把紫霄道長往邊兒上一推,我什么也沒做,更沒有像他那樣念一番咒語,只是在空氣里將黃符隨意晃一晃,它就“騰”的一下子燃燒了起來,并且,冒著不是桔色火光,而是一種讓人看著都心里發麻的慘綠色。
將燃到一半的符紙扔在桌上那巨大的煙灰缸里,我又笑瞇瞇地說道:“辛苦了,可以開燈了!”
燈再次打開,每個人的臉上都很奇怪,除了張臨凡和萇菁仙君外,他們都在驚訝于我竟然也會這種道術。
“咳咳!”紫霄道長尷尬地咳嗽了幾聲,之后,又故作輕松地說道,“這位姑娘,姑娘也是道法精妙啊!”
此時此刻,要不是看在他年紀也不小的份兒上,我一定會一拳將他打翻在地的。
“我根本不會什么道法!”我拍打著手上殘留的符紙灰,連看都懶得看紫霄道長,繼續說道,“不過是將黃紙提前在金屬水里浸泡過,又在寫字的朱砂里摻了遇到在空氣中稍加摩擦就會燃燒的磷粉罷了,這種戲法兒在老天津衛被稱作‘萬人變鬼’,這種光照得亮東西卻照不出影子,哼,現在能變這種戲法兒的人確實不多,你也算是翹楚了!”
“原來是這么一回事!”“是這樣啊!”習飛龍和習姝聽完,一邊嘆息一邊露出了恍然大悟的表情來。

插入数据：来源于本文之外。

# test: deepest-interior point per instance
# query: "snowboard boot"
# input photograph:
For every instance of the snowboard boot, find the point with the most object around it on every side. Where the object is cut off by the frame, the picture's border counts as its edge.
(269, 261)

紫霄道長被拆穿了騙術,整個人看上去都有些慌亂,但是,姜總還是老的比較辣一些,他很快鎮定了下來,抱拳拱手深抱一揖,道:“這確實乃貧道與大家開的一個玩笑,正如這位小兄弟所說,道術是用來除魔衛道的,并非使來賣弄的,豈有隨意亂用的道理,所以,才會專門搞一些小戲法兒來掩人耳目,還要請習老板見諒!”

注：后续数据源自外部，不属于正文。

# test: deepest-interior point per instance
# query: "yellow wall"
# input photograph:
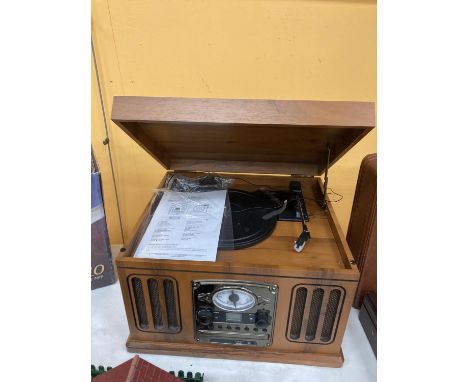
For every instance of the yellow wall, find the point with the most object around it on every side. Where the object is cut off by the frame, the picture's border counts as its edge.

這人不要臉還真是天下無敵,眼前這個紫霄道長,就是活脫脫的一個例子,哪怕是被當場掀了老底,還能如此硬生生的給自己打圓場,最厲害的是,竟然還能圓得如此合理,也著實是個人才。
果然是人老(女干),馬老滑,兔子老了不好拿,老(女干)巨滑這個詞,肯定就是這么來的!

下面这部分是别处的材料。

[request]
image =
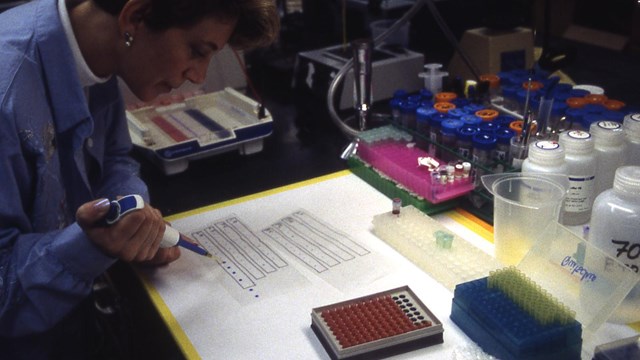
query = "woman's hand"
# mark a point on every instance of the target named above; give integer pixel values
(136, 237)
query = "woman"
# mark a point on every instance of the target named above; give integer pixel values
(64, 143)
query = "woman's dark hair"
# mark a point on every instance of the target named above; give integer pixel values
(258, 23)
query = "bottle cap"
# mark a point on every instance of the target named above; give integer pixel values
(607, 133)
(548, 151)
(484, 141)
(450, 126)
(577, 141)
(631, 126)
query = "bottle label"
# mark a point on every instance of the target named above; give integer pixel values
(580, 195)
(628, 252)
(547, 144)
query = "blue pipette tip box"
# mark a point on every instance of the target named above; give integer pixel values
(503, 329)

張臨凡不像我和萇菁仙君這么好的脾氣,只見他往前跨了一步,整個人高昂著頭站在紫霄道長跟前,沉聲道:“編不下去了,就趕緊離開,以謊圓謊有意義嗎?”
紫霄道長氣得胡子都顫抖了起來,伸手就抓住了張臨凡的衣襟,伸著脖子瞪著眼睛,道:“你這么說話,可有依據嗎?”
其實,他這么氣也不是沒有道理,畢竟,那一百萬本來已經妥妥是自己的囊中之物了,結果,卻憑空冒出我們三個毛頭小子,還給他拆了臺,現在看看習飛龍的表情,別說是錢了,只怕是不挨一頓揍就已經算是萬幸了。
“我看你這丫頭才是主謀!”紫霄道長仍舊不敢跟張臨凡或者萇菁仙君叫囂,繼續跳到我面前來大喊大叫道,“有本事,你跟我來,真把式假把式,咱倆斗斗!”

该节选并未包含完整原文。